In 2025, U.S. Senators Chuck Schumer, John Cornyn, and Ron Wyden proposed the MIND Act to regulate BCI. The bill asks the Federal Trade Commission (FTC) to closely examine long-term use policies for BCI. In June 2025, the American Medical Association (AMA) called for stronger regulation of neural data. The law moves slowly, but it is moving.
What we must prepare for is defining the limits of technology before technology defines us. In an era when brain data is transmitted to the cloud and machines interpret human intentions, building defenses to protect human dignity and freedom is a task that should be completed before 2026.
C. Ten Questions for Evaluating BCI News
The flood of BCI-related news every morning sometimes sounds like a hymn of hope, sometimes like a dystopian warning. A single Elon Musk tweet sends related stock prices swinging, and sensational headlines about "doing everything with thought alone" are everywhere. Anna Wexler, a medical ethicist at the University of Pennsylvania, warns: "It is rare in medicine to see this kind of willingness to hype. With Neuralink, there is a gap between what the CEO claims and what the company is actually doing."
To sort truth from noise, you need to become a critical reader. Here are ten essential questions to ask whenever you encounter BCI news.
First, is it invasive or non-invasive? You need to determine whether the technology in the news involves opening the skull and implanting electrodes in the brain, accessing it through blood vessels, or wearing something like a headband. The more invasive the approach, the more accurate the signal but the greater the risk; the less invasive, the safer but the less precise the signal. This is exactly the difference between Neuralink and Synchron.
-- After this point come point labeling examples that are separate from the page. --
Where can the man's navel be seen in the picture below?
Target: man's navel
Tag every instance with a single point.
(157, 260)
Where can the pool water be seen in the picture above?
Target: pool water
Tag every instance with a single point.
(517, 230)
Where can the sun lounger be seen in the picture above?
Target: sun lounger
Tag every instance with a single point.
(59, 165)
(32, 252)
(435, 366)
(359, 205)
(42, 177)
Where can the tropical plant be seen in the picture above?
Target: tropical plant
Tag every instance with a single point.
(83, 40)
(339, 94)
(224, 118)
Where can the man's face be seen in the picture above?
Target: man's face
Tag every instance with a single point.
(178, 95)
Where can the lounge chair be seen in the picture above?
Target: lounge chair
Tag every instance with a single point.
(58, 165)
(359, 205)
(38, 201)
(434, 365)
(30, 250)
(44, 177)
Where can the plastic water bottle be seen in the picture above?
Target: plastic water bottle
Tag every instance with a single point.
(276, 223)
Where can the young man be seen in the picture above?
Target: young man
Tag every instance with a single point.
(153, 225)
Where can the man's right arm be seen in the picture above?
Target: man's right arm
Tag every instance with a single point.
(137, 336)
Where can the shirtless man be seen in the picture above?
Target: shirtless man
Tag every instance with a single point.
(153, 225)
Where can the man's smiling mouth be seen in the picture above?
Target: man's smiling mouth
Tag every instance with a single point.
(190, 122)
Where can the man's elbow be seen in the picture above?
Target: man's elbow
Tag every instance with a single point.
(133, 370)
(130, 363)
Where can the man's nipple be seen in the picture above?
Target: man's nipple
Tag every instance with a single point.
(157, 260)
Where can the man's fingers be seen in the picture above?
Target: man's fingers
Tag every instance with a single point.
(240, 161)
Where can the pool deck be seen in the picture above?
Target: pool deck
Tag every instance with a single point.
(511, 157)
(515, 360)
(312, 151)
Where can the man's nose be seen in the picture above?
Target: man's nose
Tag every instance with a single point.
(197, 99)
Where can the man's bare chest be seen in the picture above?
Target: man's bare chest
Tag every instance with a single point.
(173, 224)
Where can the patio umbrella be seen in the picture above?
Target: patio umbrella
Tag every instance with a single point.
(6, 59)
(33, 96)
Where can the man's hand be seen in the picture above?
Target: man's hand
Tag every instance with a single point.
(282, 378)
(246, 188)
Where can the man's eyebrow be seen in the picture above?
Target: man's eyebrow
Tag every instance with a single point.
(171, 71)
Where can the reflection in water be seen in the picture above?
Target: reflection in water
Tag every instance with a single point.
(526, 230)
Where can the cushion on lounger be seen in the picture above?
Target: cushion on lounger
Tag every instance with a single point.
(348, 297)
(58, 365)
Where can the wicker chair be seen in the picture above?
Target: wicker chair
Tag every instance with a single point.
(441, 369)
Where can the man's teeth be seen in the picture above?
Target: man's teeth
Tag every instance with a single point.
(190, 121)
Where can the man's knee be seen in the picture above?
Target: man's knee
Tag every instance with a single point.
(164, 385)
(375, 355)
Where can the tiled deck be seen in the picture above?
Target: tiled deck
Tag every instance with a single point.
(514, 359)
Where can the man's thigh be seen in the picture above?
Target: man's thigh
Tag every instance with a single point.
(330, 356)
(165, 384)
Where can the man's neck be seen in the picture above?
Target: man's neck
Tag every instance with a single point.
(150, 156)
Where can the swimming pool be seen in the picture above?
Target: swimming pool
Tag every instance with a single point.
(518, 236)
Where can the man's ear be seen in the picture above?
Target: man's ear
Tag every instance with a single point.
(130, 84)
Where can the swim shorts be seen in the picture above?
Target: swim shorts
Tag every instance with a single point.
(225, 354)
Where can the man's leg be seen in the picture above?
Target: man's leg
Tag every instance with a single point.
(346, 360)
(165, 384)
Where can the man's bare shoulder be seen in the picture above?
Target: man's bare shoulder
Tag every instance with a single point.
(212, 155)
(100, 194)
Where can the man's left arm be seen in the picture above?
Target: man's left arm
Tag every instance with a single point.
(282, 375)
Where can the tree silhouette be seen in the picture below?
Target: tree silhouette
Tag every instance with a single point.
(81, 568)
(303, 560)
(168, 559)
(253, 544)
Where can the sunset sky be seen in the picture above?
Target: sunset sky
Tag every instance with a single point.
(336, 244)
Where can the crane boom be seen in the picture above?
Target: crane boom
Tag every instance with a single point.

Neuralink inserts 1,024 electrodes directly into brain tissue, while Synchron places a stent on the surface of brain blood vessels via the jugular vein. Behind the identical headline of "control with thought alone," the underlying technologies are completely different.
Second, is it treatment or augmentation? You need to distinguish whether the technology restores lost function for a paralyzed patient or improves a healthy person's abilities. Most achievements to date are focused on medical restoration. Noland Arbaugh playing chess and Mario Kart means he can once again do things he was unable to do for eight years. But a healthy person downloading memories or installing a foreign language in the brain is still a story for the distant future. You should ask whether the article's purpose is to improve a patient's life or to stimulate consumer desire.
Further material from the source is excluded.